I have not tried to compress my buffer with this modification yet. I will ASAP.
Actually, setting new_capacity to UINT32_MAX does not work. Because when we call realloc, further in increase_capacity function, returned actual_size may be greater than desired_size=element_size*new_capacity. Then actual_size/element_size may not fit in an unsigned int.
I don't know how much bigger actual_size can be (it seems very implementation dependent according to malloc_usable_size man page). On my platform, if I set new_capacity to maximum UINT32_MAX-4096, I am able to compress my buffer.
So my code for elemental_vector looks like this:
bool elemental_vector::increase_capacity(uint min_new_capacity, bool grow_hint, uint element_size, object_mover pMover, bool nofail)
{
[...]
// new_capacity must be 64-bit when compiling on x64.
size_t new_capacity = (size_t)min_new_capacity;
if ((grow_hint) && (!math::is_power_of_2(static_cast<uint64>(new_capacity)))) {
new_capacity = static_cast<uint>(math::next_pow2(static_cast<uint64>(new_capacity)));
if (new_capacity < min_new_capacity) {
new_capacity = UINT32_MAX-4096;
if (new_capacity < min_new_capacity)
return false;
}
}
LZHAM_ASSERT(new_capacity && (new_capacity > m_capacity));
[...]
}
Besides, I think the two following asserts could be added at the end of elemental_vector::increase_capacity(), just before the return true:
LZHAM_ASSERT(min_new_capacity <= m_capacity );
LZHAM_ASSERT(m_size <= m_capacity);
Hi,
First of all, thank you for this excellent open source codec.

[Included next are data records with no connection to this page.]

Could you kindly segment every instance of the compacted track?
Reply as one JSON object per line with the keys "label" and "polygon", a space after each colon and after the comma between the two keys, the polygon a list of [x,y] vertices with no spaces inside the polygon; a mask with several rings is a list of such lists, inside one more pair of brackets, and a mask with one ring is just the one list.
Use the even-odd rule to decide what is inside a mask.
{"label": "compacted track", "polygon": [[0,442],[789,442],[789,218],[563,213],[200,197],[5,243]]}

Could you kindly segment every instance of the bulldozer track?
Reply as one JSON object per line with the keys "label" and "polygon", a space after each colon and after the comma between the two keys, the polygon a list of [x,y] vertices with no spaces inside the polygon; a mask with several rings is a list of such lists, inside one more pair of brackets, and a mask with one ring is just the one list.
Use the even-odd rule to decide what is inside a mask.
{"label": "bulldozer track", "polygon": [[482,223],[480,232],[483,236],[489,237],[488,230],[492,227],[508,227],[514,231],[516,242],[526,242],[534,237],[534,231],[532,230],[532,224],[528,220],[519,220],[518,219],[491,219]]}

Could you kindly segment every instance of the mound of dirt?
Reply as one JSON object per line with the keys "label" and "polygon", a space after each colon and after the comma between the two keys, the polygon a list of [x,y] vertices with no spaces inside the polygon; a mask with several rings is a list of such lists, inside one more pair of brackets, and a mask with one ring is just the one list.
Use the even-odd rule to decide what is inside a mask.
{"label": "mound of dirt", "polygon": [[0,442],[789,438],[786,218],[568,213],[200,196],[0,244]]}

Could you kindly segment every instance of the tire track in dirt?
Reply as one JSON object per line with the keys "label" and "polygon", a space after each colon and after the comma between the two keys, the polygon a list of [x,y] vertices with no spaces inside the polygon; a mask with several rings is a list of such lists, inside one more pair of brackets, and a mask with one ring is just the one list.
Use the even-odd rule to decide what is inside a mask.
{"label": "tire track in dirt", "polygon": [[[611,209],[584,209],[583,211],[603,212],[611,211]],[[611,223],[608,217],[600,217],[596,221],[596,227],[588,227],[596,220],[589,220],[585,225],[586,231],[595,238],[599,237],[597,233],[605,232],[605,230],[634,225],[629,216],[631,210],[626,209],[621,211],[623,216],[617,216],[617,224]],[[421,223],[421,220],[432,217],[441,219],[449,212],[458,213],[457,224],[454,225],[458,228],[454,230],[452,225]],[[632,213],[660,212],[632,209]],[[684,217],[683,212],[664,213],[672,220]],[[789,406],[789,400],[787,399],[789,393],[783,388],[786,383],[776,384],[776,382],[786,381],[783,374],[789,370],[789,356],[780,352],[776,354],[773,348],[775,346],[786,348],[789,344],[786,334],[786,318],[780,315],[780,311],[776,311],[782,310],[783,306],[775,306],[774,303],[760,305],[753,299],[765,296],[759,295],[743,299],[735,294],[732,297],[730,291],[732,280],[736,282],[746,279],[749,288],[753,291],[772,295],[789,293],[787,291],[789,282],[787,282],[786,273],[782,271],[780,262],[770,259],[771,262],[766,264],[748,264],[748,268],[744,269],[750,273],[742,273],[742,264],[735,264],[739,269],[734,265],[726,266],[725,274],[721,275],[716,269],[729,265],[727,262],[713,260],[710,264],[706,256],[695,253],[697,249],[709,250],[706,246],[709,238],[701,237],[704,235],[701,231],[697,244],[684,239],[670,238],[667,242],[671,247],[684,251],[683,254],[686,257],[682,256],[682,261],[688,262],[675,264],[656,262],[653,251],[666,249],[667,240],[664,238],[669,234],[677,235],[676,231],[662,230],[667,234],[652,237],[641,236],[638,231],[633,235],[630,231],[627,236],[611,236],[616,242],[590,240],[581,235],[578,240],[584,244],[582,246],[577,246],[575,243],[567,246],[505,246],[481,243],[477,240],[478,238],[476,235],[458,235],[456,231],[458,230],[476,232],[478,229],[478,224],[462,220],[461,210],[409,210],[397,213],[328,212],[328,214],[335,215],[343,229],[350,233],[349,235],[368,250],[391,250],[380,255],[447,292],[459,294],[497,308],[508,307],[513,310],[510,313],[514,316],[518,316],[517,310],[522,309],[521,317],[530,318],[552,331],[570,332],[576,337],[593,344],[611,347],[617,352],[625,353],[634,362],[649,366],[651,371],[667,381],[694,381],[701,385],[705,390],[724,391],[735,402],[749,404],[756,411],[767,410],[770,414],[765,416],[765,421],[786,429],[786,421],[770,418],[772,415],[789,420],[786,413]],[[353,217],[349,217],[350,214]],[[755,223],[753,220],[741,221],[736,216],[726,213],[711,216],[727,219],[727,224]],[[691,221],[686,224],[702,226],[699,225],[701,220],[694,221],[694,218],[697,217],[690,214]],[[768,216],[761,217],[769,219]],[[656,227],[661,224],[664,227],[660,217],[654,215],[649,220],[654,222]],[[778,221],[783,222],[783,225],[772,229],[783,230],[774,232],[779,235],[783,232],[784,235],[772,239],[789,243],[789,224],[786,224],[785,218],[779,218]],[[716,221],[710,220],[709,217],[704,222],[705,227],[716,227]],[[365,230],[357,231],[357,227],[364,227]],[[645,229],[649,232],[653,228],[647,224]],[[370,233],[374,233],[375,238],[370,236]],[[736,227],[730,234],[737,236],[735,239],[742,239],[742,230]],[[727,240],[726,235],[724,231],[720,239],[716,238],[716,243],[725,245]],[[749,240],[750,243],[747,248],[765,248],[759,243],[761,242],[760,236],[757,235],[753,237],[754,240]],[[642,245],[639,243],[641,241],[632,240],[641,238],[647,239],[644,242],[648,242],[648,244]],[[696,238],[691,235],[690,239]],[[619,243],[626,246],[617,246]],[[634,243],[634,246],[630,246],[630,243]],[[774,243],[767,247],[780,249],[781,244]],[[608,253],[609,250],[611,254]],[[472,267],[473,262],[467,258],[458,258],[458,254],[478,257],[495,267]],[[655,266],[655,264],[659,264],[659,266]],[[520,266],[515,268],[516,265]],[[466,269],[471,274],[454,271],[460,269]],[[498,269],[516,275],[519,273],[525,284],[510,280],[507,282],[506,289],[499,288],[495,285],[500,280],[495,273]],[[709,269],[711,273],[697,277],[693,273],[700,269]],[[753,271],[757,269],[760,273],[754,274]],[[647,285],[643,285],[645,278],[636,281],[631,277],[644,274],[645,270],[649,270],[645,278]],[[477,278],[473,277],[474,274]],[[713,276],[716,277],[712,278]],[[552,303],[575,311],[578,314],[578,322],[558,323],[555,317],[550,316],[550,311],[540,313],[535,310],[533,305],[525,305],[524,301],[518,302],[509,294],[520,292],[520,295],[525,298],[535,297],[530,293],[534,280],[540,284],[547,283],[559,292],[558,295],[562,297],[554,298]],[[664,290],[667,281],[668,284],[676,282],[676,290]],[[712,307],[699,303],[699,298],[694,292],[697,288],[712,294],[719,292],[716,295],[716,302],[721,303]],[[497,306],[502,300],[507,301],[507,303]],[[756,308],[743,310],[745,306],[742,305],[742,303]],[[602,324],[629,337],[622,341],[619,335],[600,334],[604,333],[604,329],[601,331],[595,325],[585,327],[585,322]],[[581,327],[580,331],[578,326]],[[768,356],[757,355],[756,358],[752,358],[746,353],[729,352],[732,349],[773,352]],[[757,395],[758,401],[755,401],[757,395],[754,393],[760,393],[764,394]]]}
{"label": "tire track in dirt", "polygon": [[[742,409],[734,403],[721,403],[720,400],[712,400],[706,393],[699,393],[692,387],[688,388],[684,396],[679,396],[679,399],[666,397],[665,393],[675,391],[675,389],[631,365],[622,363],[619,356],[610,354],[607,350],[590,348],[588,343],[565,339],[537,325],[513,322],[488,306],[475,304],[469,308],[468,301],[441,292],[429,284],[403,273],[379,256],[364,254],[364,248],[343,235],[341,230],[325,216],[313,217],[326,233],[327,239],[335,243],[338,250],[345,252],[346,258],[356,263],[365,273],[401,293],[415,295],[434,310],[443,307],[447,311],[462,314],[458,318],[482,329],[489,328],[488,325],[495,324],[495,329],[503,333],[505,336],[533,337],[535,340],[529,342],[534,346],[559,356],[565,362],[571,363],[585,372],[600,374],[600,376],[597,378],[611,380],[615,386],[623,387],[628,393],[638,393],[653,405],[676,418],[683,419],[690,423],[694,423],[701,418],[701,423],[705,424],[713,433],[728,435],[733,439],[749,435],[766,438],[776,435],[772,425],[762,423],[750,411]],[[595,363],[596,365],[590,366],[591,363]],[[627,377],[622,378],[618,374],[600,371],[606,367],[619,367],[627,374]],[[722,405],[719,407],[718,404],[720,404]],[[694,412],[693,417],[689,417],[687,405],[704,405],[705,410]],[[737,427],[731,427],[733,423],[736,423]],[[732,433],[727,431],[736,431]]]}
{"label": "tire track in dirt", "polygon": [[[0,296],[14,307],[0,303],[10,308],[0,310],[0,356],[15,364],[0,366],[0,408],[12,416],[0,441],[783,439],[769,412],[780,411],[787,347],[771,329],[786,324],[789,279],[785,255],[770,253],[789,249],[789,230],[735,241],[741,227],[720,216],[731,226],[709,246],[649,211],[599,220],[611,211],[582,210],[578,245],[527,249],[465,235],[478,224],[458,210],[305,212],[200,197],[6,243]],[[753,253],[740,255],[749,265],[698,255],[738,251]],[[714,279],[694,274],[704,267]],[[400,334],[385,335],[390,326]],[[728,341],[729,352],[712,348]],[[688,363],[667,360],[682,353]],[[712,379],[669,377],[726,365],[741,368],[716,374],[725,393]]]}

I am using LZHAM to compress a rather large buffer (6140582460 bytes). I compress by chunks of maximum UINT32_MAX (=4294967295) bytes , but it fails (on one particular buffer).
Is UINT32_MAX allowed for lzham_compress_memory() or is it too large ?
In release I have a core dumped. When compiled in Debug mode, I have the following backtrace:
It seems I have a vector of capacity 2147487728, that size is to be increased to at least 2147603813, but next_pow2(2147603813)=4294967296 > UINT32_MAX=4294967295.
Is it a bug or should I use smaller chunks ?
This is on Linux x86_64 (Fedora 22, gcc 5.3.1), on an Intel Xeon CPU E5-2695 v3.
Thank you for you help.
Boris.